If Hilal remains detained, it may indicate the undue influence of his cousin Himmedti, who according to family sources, has every reason to ensure Hilal remains imprisoned without access to the outside world.
Amina Musa blames her father’s arrest and ongoing detention squarely on Himmedti’s shoulders, believing Hilal’s release would reveal many skeletons in the Sovereign Council member’s closet. Malik agrees and fears Himmedti may prove that Sudan’s government is under a new dictator whose influence surpasses his role in the Sovereign Council. “The December revolution has not achieved its slogans,” Malik said, “the detention of Hilal and others shows that the influence of Himmedti is higher than that of the Sovereign Council and Council of Ministers. But why would Himmedti, tribesmen and relative, want to keep his uncle Hilal detained in interminable silence?
Authorities under the former regime originally arrested Hilal and many members of his Council after he refused to participate in a disarmament campaign in North Darfur and integrate his forces into the RSF. On August 12, 2017, Hilal held a rally in his Missteriya stronghold in North Darfur, announcing his readiness to confront government forces and later on refused to disarm and integrate his forces into the RSF. Hilal believed the state-led disarmament campaign was designed to weaken his forces and allow RSF total control. “The collection of weapons is a plan [designed] by the state to provoke a new crisis in Darfur,” Hilal said at the time during the rally, according to news reports.
Despite disagreeing with Himmedti over integration into the RSF, Hilal had several other variants to his younger relative. For one, Hilal opposed the former government’s recruitment drive of his tribesman via the RSF into foreign conflicts in Yemen and Libya, Malik said. “They are real mercenaries [the RSF] being used for begging from Saudi Arabia,” Hilal said in an interview with Radio Dabanga prior to his arrest in 2017.
The main reason, however, may be far more lucrative than financial support from the Gulf: gold reserves. Malik said Himmedti and Musa had a long-standing dispute over ownership of gold mines in the Jebel Amer region. Prior to his arrest, Hilal’s forces exported gold and imposed duties on gold prospectors.
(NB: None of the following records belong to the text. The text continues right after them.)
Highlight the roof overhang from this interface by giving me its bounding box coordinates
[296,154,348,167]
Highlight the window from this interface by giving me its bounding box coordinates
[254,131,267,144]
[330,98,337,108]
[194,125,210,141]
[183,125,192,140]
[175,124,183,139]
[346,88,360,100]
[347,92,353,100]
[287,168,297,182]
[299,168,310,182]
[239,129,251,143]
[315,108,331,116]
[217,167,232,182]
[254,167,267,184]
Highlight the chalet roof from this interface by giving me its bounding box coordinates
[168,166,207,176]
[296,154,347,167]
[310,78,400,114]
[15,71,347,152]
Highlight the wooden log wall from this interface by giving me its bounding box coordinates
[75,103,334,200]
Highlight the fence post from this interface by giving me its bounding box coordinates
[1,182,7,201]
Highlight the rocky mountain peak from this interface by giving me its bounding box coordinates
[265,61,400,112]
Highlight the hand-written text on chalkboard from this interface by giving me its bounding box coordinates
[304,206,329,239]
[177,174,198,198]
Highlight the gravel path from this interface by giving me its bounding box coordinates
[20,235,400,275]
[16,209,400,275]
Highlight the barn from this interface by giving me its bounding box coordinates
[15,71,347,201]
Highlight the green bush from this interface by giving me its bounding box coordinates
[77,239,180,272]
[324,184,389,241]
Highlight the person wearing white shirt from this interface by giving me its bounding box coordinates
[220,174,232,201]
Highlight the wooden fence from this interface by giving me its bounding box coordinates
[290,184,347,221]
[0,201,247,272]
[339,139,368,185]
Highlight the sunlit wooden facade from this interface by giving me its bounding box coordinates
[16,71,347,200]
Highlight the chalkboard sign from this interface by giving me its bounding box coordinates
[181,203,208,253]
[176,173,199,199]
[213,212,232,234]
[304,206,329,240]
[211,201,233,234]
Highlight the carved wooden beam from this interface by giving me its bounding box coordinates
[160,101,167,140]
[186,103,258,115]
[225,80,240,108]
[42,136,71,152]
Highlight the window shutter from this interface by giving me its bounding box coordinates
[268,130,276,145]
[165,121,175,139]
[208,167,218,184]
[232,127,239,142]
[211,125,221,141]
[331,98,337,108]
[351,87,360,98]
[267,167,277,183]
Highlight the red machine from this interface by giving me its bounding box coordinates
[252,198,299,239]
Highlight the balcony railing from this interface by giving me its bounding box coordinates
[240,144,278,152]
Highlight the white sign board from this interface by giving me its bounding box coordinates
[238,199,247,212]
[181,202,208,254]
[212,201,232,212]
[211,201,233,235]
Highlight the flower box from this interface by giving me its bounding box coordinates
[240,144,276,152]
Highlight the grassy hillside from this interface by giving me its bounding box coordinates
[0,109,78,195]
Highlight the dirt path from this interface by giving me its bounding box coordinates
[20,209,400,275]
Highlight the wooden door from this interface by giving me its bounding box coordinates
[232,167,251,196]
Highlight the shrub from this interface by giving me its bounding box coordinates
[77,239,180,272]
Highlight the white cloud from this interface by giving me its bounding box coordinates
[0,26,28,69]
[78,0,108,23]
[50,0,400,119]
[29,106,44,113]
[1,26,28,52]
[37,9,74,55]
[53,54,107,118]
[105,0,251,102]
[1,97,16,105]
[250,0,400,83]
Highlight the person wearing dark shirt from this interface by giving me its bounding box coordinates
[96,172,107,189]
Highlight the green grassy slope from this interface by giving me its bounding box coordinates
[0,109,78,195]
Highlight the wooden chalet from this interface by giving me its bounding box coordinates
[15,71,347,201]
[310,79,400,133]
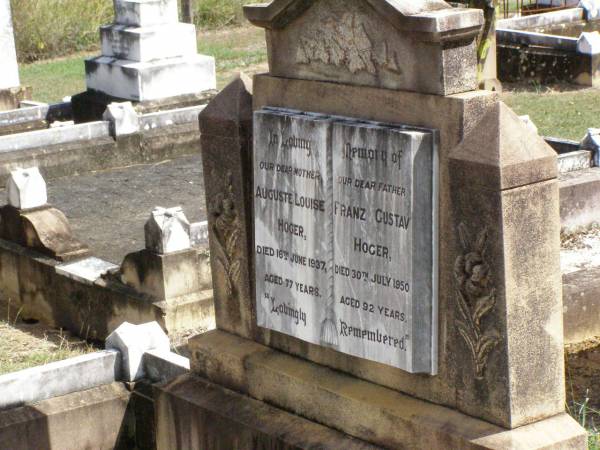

The UN estimated that from 2010 to 2014, Sudan exported US$ 4.6 billion worth of gold illegally to the UAE. Once Himmedti had Hilal arrested his mining exploration company –Al Junaid—took over and seized all mining rights in the region, Malik said.
Hilal’s trial is expected to resume next week and his family members and supporters remain determined to call for his release. Whether Hilal will face a fair, public trial under the new transitional leadership may prove the greatest test as to whether December’s revolution has truly triggered political reform or merely the veneer of democratic transformation.